中央区にお住まいされている方、あるいは勤められている方の中で、自身が出逢って感銘を受けた人や共感した人などをご紹介していきたいと思います。
第2回の今回は、東銀座駅近くの飲食店で店長を務められている宮下正幸さんです。
築地の〔ADK松竹スクエア〕は近代的なフォルムが美しく、一階ロビーの開放感もとてもお気に入りです。大階段も印象的です。時々ドラマのロケにも使われています。
ここにはかつて松竹の映画館があって、〝寅さん〟シリーズ全盛の頃は多くのシネマファンが通っていました。今では飲食店とオフィスの入居するビルですが、3階には「松竹大谷図書館」があり、歌舞伎を中心に専門書や資料が収蔵される貴重な施設があります。
今日はこのビルの2階にある〔串焼・炭火焼肉 Yagura〕をお訪ねします。前述の1階ロビーからエスカレータをあがると、ゆったりとした導線の先に落ち着いたエントランスが見えてきます。和風のセンスを活かしたしっとりとした雰囲気は、仕事の得意先との商談だけではなく、家族団らんにもピッタリです。

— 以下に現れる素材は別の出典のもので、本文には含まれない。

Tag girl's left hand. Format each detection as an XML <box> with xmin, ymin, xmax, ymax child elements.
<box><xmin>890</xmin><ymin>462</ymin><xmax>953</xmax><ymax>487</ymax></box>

店長の宮下さんはタフで優しいリーダーとして従業員の皆さんに慕われています。ほとんど休みなしにこの店を守り立てるために頑張っていらっしゃいます。いつ訪れても笑顔を絶やさず、お人柄はソフトですが、店内の隅々まで眼を光らせて状況把握されている姿は厳しいプロフェッショナルを感じます。
宮下さんの座右の銘は「公認無私」だそうです。何でも昭和天皇のお言葉だそうですが、意味合いとしては自らのわがままを捨ててみんなのために尽くすということかと思います。ホスピタリティの意訳としてその世界の権威である力石寛夫さんが取り上げていらっしゃったとも伺いました。いずれにしても、サービス業の原点である「おもてなしの心」を追求し、それをどう形にするかを宮下さんは考え続けているんだな、と実感しました。
最後にお店を出るときに玄関口まで見送ってくださった宮下さんは、短くても心のこもった挨拶をして下さいました。いただいた食事にはもちろん満足しましたが、やっぱり食事は良い環境でいただくことが大切だと納得しました。お店の皆さん、お世話になりありがとうございました。